I enjoyed your recent column on P&I Online. Please let me know if you have any other suggestions or recommendations to break in to the institutional market. I manage a registered investment adviser firm that is primarily an asset management firm. We have original research and analysis with good relative portfolio returns by all important measures.
Suggestions for generating business with small pension funds
Let's assume you performed some of the preliminary “tasks” I mentioned in last week's Ask the Expert column about entering the institutional investment market.
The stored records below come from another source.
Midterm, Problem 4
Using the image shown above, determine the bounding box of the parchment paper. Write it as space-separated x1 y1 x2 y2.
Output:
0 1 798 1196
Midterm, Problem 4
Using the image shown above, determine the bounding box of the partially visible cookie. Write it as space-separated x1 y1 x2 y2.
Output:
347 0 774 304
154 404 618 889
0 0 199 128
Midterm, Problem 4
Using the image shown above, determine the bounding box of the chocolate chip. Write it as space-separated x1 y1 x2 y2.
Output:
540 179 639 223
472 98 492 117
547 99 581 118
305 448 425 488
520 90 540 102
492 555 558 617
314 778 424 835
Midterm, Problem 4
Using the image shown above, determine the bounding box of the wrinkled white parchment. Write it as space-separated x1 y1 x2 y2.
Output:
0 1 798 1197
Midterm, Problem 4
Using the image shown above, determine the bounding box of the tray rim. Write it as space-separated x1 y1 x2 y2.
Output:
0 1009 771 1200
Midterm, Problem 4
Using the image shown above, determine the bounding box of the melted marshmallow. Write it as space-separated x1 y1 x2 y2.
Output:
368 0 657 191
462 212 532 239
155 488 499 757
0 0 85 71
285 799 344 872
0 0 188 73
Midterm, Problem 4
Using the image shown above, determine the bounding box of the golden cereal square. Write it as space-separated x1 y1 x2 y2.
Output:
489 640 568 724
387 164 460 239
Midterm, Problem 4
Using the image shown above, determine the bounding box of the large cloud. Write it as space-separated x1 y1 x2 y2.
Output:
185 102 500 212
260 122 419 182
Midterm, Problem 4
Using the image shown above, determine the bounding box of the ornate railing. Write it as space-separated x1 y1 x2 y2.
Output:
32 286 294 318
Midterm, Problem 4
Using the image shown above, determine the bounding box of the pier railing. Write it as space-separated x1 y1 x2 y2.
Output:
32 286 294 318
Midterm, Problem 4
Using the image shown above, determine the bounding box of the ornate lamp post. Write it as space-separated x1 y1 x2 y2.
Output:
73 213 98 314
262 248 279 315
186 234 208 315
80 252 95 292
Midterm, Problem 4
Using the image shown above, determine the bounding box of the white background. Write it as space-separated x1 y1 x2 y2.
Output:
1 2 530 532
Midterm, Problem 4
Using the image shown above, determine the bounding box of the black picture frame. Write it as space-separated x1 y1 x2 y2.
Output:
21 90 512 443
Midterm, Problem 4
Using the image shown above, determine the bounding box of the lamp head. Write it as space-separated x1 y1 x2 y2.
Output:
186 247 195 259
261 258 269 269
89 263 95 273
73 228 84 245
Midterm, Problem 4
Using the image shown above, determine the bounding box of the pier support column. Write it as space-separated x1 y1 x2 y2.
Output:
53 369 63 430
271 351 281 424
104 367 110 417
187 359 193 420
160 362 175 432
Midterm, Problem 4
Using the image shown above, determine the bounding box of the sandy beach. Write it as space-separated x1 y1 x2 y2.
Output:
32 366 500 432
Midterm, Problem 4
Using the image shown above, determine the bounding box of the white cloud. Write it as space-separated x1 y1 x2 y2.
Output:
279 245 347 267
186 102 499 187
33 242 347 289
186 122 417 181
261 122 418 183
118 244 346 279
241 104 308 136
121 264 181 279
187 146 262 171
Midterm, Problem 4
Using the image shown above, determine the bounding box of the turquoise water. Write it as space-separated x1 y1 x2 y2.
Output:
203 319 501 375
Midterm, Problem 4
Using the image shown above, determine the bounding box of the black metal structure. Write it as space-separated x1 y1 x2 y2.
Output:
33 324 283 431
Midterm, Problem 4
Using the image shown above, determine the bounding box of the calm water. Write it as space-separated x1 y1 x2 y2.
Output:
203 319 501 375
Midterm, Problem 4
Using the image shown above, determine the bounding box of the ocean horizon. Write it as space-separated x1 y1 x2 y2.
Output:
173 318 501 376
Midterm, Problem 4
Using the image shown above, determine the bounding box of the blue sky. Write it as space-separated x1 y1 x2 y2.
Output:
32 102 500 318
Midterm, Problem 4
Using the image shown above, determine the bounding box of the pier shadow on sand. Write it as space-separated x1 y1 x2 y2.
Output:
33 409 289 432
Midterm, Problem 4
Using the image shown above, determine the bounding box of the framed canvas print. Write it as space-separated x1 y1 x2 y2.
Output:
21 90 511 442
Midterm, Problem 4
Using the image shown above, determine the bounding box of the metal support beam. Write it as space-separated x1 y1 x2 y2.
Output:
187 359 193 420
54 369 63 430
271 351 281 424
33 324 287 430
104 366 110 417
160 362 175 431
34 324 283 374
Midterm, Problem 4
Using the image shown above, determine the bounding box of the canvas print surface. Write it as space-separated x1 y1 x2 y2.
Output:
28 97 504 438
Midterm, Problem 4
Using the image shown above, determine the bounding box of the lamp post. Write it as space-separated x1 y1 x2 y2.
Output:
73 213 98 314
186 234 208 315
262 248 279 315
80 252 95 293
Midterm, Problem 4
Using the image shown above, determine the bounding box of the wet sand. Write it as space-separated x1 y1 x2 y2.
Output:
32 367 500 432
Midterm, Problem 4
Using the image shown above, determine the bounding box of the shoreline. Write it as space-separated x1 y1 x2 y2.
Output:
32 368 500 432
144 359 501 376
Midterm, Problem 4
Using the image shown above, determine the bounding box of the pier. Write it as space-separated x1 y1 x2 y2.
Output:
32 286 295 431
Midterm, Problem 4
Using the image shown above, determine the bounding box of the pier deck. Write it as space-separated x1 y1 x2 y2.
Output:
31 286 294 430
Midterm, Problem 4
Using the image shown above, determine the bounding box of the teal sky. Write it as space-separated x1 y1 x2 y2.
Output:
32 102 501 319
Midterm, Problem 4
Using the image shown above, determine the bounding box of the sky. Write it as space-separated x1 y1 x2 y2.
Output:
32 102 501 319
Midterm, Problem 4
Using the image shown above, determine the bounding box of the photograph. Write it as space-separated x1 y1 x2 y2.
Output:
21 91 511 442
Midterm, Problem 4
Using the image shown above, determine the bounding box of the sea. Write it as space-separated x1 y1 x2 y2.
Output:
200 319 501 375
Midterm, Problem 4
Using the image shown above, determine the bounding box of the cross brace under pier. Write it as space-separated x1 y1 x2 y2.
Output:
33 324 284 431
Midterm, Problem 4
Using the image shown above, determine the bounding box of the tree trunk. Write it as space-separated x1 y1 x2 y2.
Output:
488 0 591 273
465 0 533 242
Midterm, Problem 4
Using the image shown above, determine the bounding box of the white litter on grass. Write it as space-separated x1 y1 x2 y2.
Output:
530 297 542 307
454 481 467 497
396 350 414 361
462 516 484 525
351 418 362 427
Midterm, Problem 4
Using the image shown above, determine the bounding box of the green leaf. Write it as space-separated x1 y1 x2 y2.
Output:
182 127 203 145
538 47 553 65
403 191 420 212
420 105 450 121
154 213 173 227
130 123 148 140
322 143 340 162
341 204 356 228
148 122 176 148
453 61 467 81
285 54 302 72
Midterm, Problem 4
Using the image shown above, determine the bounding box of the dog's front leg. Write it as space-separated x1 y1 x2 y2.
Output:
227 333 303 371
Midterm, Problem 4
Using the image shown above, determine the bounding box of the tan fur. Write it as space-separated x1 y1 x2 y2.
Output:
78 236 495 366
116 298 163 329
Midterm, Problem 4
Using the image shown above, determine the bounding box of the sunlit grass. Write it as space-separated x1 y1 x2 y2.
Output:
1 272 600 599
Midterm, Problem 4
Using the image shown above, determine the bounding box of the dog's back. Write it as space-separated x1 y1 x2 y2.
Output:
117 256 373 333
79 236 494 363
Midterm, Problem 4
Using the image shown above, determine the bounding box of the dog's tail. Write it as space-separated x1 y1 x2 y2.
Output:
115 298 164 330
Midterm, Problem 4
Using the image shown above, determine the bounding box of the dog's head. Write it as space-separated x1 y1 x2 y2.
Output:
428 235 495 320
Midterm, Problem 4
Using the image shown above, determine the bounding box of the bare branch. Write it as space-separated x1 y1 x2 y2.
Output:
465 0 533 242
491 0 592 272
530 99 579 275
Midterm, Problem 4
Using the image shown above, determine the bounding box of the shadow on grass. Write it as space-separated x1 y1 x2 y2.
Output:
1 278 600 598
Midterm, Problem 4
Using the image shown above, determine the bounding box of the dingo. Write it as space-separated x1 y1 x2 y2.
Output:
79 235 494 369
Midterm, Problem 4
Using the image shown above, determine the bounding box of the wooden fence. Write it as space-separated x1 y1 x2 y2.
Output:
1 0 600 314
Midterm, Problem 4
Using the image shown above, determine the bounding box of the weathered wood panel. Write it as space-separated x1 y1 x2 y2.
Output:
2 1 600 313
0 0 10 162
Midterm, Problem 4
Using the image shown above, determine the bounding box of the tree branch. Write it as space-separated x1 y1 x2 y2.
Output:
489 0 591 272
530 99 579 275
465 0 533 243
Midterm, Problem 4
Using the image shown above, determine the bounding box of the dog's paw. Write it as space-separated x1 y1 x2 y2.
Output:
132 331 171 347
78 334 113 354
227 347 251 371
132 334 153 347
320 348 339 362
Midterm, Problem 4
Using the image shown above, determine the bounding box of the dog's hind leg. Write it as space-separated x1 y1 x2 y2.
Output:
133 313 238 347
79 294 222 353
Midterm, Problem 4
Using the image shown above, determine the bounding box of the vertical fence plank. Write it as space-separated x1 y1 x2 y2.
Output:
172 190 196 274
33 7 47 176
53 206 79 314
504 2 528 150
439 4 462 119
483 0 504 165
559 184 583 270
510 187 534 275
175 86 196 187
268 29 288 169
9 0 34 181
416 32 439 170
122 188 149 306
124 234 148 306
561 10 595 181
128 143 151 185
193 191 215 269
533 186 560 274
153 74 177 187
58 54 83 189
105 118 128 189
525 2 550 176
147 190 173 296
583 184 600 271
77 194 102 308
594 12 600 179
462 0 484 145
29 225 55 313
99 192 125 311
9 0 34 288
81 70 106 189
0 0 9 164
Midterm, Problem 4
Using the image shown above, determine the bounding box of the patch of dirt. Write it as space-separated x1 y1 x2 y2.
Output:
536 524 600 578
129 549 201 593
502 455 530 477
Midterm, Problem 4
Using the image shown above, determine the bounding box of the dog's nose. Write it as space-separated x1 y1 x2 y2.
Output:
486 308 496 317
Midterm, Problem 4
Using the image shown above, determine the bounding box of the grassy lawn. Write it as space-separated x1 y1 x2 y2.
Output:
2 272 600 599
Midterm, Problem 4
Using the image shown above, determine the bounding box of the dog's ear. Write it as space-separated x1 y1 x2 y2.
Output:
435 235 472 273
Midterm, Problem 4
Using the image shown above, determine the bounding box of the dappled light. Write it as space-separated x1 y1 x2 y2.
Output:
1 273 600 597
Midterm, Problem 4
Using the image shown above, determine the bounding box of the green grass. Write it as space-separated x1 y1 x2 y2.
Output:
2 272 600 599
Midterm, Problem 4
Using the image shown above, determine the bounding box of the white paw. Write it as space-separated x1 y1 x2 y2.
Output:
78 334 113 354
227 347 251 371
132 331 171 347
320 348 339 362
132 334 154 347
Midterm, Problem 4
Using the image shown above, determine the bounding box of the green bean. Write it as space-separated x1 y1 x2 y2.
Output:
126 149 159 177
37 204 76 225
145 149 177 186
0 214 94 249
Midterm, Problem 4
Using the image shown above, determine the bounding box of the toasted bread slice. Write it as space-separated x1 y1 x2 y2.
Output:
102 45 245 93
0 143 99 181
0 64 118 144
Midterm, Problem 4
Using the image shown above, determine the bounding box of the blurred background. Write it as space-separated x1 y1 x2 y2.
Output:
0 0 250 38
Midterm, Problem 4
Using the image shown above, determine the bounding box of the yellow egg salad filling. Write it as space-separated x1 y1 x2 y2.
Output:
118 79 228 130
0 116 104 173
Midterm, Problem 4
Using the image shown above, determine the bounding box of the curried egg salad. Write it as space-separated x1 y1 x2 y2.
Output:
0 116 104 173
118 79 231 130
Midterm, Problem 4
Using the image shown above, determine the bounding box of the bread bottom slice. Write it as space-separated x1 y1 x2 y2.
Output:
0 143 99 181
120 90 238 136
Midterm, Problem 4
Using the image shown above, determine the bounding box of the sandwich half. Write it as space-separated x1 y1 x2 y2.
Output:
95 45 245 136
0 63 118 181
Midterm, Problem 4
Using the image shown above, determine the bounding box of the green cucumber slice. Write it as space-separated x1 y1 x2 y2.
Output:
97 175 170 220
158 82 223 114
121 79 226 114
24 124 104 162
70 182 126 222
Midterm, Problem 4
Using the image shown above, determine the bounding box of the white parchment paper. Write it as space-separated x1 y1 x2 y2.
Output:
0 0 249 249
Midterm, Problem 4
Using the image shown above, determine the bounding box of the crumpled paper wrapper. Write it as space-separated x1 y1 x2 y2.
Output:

For the sake of argument, let's also suppose that you have now determined small public defined benefit plans represent the institutional target market you wish to approach, and you have the internal resources necessary to proactively pursue separate account mandates in this space. The small to midsize public defined benefit plan universe likely prefers an account size more in keeping with your minimum or target account size. Going after the large public pension fund market might not be appropriate because these plan sponsors need to put out sizable assets with each manager to have any real impact on their total rate of return.
First thing you should do is submit your data and information to some of the databases of asset managers that are readily available online and that many consultants use, assuming they don't have proprietary databases like Callan, Russell and Mercer. There are some consultants who won't even “take a meeting” if your information is not in their database or an industrywide one.
Then I would scan the databases of plan sponsors — which I also mentioned last week — to find out the name of the appropriate contact person at the pension fund and the type of asset classes in which they are invested and their current managers, so you have a sense whether they should be on your initial call list.
While cold calling has never been extraordinarily successful, you have to start somewhere and given that you most likely don't have any “old relationships” with these asset owners, you have to begin the process. If you do connect by phone, don't start in on why your product is the best in the marketplace and “when can we have a meeting?” Ask as many questions as possible while you have this person on the phone. For instance, confirm how large the fund is and then ask:
- what the funded ratio is;
- have they been contributing regularly into the fund;
- what the actuarial assumed rate of return is and to what extent has the fund exceeded or met this target over the last 1, 3 and 5 years;
- what the strategic asset allocation is and is the fund close to the targets; and,
- if the fund is not close to the targets, what asset classes are currently below the long term strategic mix.
The point of all of this is that you want to ask as many pertinent questions as possible so that if you do get a meeting or at least a request for more information, you will have some substantive information from which to properly position your product to help the plan executives meet their investment goals and objectives. Your “pitch” should be as relevant as possible to the idiosyncratic nature of the pension fund from which you are soliciting business.